Comment la légitimation de la violence entre nationaux dans la vie citoyenne sera-t-elle influencée par le déchaînement actuel de violence entre pays? Le courant protestataire des démocrates biélorusses luttant depuis des années contre l’autocrate Alexandre Loukachenko sera-t-il laminé par l’intervention russe au travers de leur pays? Les gouvernements illibéraux polonais et hongrois pourront-ils prolonger leurs conflits avec Bruxelles ou devront-ils composer avec leurs nationaux défenseurs de la démocratie? La Turquie d’Erdovan maintiendra-t-elle l’attitude qui inquiétait tellement ses voisins de l’Europe du Sud? Les prochains mois nous le diront. Le mouvement en faveur d’une armée européenne, qui ralliait 55% des Européens il y a un an et bien plus ces jours-ci, débouchera-t-il sur des actes ? La prise de conscience d’une communauté européenne aboutira-t-elle à une construction politique ou sera-t-elle minée par les replis populistes?
[1] La Fondation pour l’innovation politique (France), l’International Republican Institute (États-Unis), Community of Democracies (organisation intergouvernementale), la Konrad-Adenauer-Stiftung (Allemagne), la Genron NPO (Japon), la Fundación Nuevas Generaciones (Argentine) et República do Amanhã (Brésil)
[2] Gilles Ivaldi.
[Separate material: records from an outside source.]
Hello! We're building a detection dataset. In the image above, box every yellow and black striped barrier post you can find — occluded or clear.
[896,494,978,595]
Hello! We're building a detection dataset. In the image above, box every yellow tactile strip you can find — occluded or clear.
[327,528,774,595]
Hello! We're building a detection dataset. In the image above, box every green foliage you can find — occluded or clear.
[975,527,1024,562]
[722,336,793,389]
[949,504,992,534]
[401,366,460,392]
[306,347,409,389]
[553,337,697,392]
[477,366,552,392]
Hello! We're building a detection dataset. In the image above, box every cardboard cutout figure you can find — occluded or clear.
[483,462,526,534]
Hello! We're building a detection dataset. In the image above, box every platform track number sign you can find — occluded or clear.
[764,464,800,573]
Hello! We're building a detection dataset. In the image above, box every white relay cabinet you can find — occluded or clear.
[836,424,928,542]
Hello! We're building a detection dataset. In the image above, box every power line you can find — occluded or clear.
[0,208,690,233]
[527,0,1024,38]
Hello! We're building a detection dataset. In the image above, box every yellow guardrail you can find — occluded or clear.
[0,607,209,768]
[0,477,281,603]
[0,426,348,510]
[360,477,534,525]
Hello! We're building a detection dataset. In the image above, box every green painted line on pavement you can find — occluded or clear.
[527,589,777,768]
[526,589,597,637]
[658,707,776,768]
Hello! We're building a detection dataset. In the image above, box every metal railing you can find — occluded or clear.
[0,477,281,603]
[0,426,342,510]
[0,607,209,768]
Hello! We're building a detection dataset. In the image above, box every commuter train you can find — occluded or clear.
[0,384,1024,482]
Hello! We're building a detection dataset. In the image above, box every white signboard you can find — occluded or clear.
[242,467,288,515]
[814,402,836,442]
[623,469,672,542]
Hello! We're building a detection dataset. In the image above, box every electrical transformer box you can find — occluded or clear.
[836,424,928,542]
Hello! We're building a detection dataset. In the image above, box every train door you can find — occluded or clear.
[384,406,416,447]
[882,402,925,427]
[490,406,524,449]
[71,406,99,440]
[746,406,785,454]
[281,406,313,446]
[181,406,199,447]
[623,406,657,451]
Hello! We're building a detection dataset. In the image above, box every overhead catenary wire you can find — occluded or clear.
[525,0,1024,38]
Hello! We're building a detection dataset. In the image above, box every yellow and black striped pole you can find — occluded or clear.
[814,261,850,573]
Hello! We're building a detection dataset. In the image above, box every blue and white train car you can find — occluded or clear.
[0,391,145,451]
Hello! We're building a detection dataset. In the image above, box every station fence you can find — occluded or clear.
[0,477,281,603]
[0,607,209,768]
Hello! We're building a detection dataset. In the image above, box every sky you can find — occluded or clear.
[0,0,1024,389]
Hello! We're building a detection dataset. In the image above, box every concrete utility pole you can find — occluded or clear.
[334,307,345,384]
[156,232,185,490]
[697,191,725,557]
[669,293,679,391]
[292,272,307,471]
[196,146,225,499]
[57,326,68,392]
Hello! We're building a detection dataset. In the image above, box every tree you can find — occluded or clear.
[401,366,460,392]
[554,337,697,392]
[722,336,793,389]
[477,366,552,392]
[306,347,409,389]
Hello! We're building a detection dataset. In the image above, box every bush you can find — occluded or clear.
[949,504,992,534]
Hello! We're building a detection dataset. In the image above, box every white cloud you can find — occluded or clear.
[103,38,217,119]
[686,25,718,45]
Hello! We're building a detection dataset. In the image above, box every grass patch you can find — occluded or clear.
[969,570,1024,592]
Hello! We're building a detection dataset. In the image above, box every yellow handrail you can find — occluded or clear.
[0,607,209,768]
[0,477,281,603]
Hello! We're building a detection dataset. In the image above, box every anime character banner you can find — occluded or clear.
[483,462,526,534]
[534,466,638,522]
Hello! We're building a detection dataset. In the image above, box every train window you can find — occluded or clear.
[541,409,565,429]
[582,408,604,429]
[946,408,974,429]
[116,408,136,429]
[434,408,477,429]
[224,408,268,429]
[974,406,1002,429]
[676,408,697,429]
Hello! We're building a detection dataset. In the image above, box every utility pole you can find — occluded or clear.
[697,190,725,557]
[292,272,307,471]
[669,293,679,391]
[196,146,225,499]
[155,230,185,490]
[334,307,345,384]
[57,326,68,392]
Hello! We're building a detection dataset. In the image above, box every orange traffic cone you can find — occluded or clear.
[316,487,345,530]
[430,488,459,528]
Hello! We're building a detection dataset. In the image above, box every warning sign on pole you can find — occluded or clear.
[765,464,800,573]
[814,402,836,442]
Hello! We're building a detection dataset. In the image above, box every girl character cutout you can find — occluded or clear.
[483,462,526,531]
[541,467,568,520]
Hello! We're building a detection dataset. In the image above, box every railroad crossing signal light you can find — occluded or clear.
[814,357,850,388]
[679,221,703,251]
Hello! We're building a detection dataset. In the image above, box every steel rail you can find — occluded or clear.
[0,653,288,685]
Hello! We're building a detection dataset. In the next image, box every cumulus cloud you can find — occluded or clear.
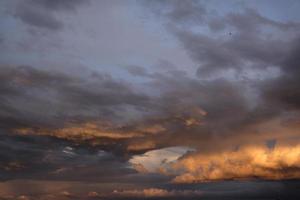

La montée du populisme autoritaire. Ce qu’en disent les enquêtes Valeurs. Futuribles n° 443. Juillet-août 2021.
[3] Pierre Bréchon. Les valeurs des Français en tendances : plus de liberté pour soi, plus d’exigences dans la sphère collective. Futuribles n° 431. juillet-août 2019
[4] Raul Magni Berton. Les valeurs politiques des Européens. Valeurs de droite versus valeurs de gauche. Futuribles n° 443. Juillet-août 2021.